Chers jeunes, toute théorie est partielle, limitée, elle ne peut prétendre enfermer ou résoudre complètement les oppositions. Il en va de même pour tout projet humain. La réalité échappe toujours. Ainsi, en tant que jeune jésuite, cette idée de l’unité des contraires m’a semblé un paradigme efficace pour comprendre le rôle de l’Église dans l’histoire. Mais si l’on y réfléchit, elle est utile pour comprendre ce qui se passe dans l’économie d’aujourd’hui. Les grands et les petits, la pauvreté et la richesse et tant d’autres oppositions existent également dans l’économie. L’économie, ce sont les étals des marchés, mais aussi les plaques tournantes de la finance internationale ; il y a l’économie concrète, faite de visages, de regards, de personnes, de petites banques et d’entreprises, et il y a l’économie si vaste qu’elle semble abstraite, faite de multinationales, d’États, de banques, de fonds d’investissement ; il y a l’économie de l’argent, des bonus et des hauts salaires à côté de l’économie de l’attention à l’autre, des relations humaines, des salaires trop bas pour vivre bien. Où est la coïncidence entre ces contraires ? Elle se trouve dans la nature authentique de l’économie : être un lieu d’inclusion et de coopération, un lieu d’innovation continue pour créer la valeur et la faire circuler. Le petit a besoin du grand, le concret de l’abstrait, le contrat du don, la pauvreté de la richesse partagée.

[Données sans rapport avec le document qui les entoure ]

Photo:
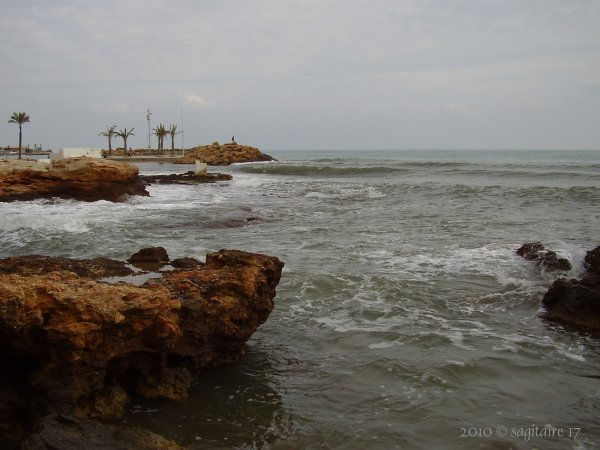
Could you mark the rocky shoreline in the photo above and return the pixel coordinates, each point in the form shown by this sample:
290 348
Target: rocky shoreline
222 155
77 348
185 178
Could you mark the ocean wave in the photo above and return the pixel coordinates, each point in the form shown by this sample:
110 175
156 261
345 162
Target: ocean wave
318 170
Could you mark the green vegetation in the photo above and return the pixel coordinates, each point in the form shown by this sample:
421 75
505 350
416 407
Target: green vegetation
19 119
109 133
124 134
173 131
160 132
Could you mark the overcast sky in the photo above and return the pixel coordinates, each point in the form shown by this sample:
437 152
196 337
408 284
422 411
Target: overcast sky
306 74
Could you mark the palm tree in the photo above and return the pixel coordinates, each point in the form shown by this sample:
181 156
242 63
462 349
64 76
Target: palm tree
160 132
19 119
109 133
173 131
124 134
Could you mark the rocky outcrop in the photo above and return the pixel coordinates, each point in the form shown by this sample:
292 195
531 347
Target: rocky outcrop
185 178
87 179
73 344
222 155
547 259
150 255
577 302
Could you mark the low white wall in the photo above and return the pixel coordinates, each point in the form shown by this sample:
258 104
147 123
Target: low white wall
74 152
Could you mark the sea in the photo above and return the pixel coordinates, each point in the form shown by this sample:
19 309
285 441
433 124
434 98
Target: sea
403 319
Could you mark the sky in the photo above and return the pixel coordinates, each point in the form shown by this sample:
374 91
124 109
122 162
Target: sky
305 74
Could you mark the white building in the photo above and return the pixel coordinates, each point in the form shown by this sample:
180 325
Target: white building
74 152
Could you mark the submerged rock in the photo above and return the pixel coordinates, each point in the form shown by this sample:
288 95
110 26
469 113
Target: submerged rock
577 302
185 178
530 251
222 155
155 255
535 251
74 345
87 179
185 263
59 431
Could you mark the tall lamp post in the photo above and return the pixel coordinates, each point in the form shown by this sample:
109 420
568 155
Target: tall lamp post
148 114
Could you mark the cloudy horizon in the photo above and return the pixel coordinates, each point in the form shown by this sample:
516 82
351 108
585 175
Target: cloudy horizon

Cependant, n’oublions pas qu’il existe des oppositions qui ne génèrent aucune harmonie.
L’économie qui tue ne coïncide pas avec une économie qui fait vivre ; l’économie qui concentre les richesses au profit de quelques-uns ne s’harmonise pas avec les trop nombreux pauvres qui n’ont pas les moyens de vivre ; le gigantesque commerce de l’armement n’aura jamais rien de commun avec l’économie de la paix ; l’économie qui pollue et détruit la planète ne peut être conciliée avec l’économie qui la respecte et la préserve.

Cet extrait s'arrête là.